Van der Heiden, PL. et al. (2009). Identification of Varicella Zoster Virus specific CD8 T cells in patients after T cell depleted allogeneic stem cell transplantation. J Virology. 83(14): 7341-7364. [PubMed ID 19386715]
Varicella Zoster Virus (VZV) is a persistent virus that infects the majority of the population and can lead to the development of herpes zoster when the virus is reactivated. In patients who have received T cell depleted allogeneic stem cell transplantations (TCD alloSCT), reactivation of the virus has been shown to cause serious illness.
Previously there were no known MHC class I restricted epitopes identified for specific alleles for VZV, which has hampered analysis of cytotoxic T lymphocyte (CTL) responses in this disease. Van der Heiden et al used ProImmune REVEAL® HLA-peptide binding assays to determine the binding affinity of peptides from the intermediate-early 62 (IE62) protein required for VZV replication.
Predictive algorithms were initially used to pre-screen overlapping peptides from the IE62 protein and those with potentially significant binding affinity were synthesized as a Prospector PEPscreen® custom peptide library for analysis in the HLA-peptide binding assays.
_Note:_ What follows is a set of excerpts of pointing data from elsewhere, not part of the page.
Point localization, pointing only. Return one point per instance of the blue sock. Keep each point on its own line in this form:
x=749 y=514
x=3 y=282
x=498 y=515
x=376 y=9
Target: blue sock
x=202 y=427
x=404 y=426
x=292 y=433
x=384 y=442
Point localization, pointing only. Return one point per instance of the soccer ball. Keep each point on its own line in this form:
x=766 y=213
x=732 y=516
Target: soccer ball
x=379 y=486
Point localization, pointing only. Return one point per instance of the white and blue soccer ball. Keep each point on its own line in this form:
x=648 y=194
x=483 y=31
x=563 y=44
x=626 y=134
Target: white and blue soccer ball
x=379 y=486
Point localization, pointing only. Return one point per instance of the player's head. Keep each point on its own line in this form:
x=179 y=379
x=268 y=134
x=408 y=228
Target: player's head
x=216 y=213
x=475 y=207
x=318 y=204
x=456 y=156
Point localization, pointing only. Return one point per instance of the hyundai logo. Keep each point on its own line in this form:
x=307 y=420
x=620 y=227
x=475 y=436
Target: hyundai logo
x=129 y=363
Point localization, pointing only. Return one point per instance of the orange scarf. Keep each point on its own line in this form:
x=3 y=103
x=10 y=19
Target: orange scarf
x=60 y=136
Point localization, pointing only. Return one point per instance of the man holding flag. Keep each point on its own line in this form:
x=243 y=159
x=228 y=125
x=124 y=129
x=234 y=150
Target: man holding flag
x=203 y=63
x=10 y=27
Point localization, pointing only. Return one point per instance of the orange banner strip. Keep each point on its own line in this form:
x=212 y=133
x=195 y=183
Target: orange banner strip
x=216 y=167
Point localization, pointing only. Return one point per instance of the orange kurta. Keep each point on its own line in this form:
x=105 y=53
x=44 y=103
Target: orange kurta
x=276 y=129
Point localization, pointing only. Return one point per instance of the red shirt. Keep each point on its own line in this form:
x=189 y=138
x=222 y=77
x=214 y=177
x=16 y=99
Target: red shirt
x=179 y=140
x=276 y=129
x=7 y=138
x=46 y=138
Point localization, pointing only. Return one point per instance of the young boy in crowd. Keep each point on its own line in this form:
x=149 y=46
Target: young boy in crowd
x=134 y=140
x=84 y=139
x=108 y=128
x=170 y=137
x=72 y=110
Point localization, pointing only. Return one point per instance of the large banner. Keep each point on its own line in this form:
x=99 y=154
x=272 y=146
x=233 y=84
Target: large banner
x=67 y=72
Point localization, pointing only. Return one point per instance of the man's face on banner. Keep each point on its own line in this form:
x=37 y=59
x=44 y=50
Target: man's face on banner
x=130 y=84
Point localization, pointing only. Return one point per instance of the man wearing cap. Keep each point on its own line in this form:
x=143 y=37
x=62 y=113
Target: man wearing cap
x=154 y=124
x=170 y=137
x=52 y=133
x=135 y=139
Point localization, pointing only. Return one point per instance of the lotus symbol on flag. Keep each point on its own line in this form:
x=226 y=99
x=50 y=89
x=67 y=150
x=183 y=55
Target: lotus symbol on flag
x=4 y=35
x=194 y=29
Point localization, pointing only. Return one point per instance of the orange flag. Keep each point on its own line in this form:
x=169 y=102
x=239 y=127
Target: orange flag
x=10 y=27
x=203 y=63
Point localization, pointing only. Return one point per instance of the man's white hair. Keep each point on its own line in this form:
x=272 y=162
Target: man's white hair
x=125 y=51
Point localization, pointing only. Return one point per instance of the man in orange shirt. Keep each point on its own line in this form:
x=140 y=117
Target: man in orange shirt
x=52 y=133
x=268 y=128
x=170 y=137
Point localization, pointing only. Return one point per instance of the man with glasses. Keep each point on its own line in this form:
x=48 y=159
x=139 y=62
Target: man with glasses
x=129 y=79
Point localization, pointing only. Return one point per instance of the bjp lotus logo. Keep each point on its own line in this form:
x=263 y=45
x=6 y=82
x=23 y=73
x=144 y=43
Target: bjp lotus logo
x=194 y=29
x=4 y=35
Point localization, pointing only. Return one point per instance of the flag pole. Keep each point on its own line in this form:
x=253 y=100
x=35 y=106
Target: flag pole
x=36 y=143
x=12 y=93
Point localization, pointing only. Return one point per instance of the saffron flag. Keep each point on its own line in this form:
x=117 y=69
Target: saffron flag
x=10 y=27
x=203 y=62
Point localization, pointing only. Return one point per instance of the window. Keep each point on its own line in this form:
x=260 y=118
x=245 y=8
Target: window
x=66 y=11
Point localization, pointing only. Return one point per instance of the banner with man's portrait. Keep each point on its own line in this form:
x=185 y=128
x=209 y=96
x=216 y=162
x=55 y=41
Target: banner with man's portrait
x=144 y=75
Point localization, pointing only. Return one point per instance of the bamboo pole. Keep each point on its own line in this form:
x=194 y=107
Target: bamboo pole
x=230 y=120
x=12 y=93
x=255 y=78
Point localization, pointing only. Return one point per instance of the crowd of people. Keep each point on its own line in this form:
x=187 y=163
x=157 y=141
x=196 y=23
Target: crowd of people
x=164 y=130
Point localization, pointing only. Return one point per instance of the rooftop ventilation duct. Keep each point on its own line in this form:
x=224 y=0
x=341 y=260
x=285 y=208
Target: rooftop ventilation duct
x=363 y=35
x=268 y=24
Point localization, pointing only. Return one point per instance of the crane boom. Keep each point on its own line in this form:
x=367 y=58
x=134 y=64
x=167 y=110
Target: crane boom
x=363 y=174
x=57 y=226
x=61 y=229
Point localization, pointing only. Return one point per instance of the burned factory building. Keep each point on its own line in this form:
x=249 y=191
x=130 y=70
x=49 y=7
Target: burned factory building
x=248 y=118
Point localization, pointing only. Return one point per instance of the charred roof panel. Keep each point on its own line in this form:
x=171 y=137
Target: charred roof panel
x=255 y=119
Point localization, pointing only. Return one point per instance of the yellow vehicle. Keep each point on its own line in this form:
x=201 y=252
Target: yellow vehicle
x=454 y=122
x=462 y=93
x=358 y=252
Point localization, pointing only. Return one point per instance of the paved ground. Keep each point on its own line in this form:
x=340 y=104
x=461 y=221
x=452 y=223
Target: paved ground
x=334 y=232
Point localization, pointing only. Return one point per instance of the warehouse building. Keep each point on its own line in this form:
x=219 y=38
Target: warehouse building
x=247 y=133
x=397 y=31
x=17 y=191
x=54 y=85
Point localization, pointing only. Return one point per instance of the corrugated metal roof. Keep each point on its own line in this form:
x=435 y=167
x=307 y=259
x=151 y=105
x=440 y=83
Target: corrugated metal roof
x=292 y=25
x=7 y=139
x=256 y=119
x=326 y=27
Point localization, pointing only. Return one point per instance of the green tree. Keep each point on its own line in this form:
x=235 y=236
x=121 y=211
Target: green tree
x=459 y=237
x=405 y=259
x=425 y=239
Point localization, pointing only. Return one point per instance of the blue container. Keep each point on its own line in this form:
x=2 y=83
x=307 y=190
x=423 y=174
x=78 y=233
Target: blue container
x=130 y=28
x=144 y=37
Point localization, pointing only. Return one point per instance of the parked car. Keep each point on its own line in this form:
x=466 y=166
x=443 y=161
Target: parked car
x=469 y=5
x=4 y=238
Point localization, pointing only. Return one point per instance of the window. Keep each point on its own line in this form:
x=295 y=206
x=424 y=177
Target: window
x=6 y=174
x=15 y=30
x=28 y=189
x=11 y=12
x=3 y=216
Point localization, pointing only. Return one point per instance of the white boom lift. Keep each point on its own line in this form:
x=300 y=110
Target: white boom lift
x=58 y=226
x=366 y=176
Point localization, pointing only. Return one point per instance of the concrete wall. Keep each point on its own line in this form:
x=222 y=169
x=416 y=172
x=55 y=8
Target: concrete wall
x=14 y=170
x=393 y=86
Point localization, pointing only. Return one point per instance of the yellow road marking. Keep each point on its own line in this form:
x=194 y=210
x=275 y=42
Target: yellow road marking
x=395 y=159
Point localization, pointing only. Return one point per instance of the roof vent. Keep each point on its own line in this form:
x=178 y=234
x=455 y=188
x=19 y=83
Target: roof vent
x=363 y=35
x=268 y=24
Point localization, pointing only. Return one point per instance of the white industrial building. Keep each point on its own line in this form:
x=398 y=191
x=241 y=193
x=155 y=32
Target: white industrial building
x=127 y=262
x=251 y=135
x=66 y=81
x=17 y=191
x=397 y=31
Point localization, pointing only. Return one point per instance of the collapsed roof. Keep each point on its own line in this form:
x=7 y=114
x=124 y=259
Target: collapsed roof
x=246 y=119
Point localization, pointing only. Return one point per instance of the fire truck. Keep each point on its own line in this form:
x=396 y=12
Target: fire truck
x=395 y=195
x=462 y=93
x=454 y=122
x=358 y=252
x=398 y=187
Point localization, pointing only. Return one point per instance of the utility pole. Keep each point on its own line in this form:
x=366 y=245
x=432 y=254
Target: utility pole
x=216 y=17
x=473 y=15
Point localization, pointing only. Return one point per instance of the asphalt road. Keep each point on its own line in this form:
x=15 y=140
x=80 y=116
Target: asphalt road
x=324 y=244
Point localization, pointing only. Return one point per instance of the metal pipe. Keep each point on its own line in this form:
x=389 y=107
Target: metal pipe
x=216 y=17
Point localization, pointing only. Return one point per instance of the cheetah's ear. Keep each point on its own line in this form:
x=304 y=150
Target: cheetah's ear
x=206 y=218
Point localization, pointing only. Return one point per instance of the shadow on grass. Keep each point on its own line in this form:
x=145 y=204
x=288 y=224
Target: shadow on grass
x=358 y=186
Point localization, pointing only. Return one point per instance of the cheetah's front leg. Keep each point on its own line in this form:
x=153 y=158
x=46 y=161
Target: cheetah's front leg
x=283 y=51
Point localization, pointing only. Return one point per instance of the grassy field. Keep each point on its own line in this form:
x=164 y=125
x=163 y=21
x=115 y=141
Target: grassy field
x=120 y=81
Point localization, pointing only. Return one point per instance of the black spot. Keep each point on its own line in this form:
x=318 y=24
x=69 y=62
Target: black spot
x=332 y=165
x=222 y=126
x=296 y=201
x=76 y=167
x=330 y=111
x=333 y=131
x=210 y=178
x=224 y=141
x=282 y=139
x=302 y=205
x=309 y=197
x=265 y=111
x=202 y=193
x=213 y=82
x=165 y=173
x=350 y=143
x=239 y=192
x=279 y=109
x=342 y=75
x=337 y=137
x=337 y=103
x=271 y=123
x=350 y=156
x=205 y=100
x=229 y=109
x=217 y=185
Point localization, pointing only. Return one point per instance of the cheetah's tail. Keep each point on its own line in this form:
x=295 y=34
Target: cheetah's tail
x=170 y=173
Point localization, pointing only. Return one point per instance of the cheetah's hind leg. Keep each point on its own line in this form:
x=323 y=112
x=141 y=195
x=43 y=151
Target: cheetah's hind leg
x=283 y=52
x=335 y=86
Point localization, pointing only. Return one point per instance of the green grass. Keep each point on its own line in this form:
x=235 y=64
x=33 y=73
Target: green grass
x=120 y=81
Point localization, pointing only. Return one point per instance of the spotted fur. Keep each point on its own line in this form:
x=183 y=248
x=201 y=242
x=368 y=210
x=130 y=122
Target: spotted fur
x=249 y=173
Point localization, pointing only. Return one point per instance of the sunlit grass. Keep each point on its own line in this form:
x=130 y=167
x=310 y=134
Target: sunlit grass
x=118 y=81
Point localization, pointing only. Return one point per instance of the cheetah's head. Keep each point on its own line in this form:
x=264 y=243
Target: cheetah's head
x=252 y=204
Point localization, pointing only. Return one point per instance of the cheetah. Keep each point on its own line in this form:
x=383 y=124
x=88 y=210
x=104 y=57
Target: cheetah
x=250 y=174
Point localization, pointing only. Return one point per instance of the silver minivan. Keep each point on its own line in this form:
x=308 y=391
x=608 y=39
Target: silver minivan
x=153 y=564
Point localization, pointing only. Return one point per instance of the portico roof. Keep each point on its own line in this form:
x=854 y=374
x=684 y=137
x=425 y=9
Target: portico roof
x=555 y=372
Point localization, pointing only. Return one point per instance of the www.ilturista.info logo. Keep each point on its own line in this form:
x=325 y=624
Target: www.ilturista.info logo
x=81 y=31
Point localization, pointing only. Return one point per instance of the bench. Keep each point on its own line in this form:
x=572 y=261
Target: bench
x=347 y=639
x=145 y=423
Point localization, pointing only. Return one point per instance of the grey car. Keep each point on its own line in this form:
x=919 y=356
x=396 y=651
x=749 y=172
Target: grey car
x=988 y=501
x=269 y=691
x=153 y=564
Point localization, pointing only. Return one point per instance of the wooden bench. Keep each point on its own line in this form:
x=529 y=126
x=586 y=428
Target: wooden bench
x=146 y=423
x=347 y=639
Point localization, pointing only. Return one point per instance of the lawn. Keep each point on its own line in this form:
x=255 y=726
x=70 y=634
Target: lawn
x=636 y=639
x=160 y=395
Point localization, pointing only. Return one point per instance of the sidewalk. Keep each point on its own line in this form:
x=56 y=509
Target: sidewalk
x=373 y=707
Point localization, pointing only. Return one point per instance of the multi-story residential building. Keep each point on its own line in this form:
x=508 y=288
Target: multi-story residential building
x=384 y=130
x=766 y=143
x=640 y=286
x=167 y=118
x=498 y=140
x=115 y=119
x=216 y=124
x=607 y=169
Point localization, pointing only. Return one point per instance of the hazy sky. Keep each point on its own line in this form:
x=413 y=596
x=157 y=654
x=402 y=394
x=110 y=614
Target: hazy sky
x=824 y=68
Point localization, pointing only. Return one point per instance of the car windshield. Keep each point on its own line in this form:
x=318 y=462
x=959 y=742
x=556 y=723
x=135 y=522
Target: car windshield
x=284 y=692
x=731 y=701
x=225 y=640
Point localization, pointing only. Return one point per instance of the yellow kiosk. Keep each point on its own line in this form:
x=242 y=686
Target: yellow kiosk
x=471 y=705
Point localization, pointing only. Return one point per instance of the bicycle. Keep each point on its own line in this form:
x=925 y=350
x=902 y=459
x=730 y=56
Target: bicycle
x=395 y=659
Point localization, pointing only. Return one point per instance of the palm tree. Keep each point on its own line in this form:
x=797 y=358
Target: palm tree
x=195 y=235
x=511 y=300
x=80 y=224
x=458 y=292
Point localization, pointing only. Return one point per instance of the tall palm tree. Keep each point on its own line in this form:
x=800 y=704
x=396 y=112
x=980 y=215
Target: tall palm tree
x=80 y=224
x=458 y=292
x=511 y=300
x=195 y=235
Peptide binding was compared to that of a known epitope with intermediate binding to A*02:01 and those that scored higher than the intermediate control were identified as putative epitopes and taken forward for further validation using ProVE® Pentamers.
Figure 1: HLA-peptide binding assay data for VZV peptides to the A*02:01 HLA complex. The binding for this selection of peptides is shown relative to two known T cell epitopes with strong binding affinity (positive control) and weaker binding affinity (pass/fail control). Peptide A2-66 (red) is the A*02:01/ALWALPHAA epitope that was further validated using ProVE Pentamer staining.
Thirty-four A*02:01-restricted ProVE Pentamers were grouped into 5 pools, each containing 6 or 7 Pentamers, and screened against PBMC from patients who had been diagnosed as VZV-positive after receiving a TCD alloSCT. Results from one of the pools yielded Pentamer-positive staining and further staining with the individual ProVE Pentamers confirmed that a single IE62 VZV epitope (A*02:01/ALWALPHAA) was responsible.
Figure 2: PBMC of a TCD alloSCT patient after VZV reactivation stained with an irrelevant Pentamer (A) showing no specific staining, and the A*02:01/ALWALPHAA Pentamer (B) showing positive staining. A*02:01/ALWALPHAA positive cells were cloned, expanded and stained with an irrelevant tetramer (C) or the A*02:01/ALWALPHAA specific tetramer (D).
This is the first description of an A*02:01 specific response detected for a VZV epitope in patients who have VZV reactivation after TCD alloSCT. ProImmune’s REVEAL & ProVE® Epitope Discovery System was central to this finding and this study demonstrates a key application for this technology.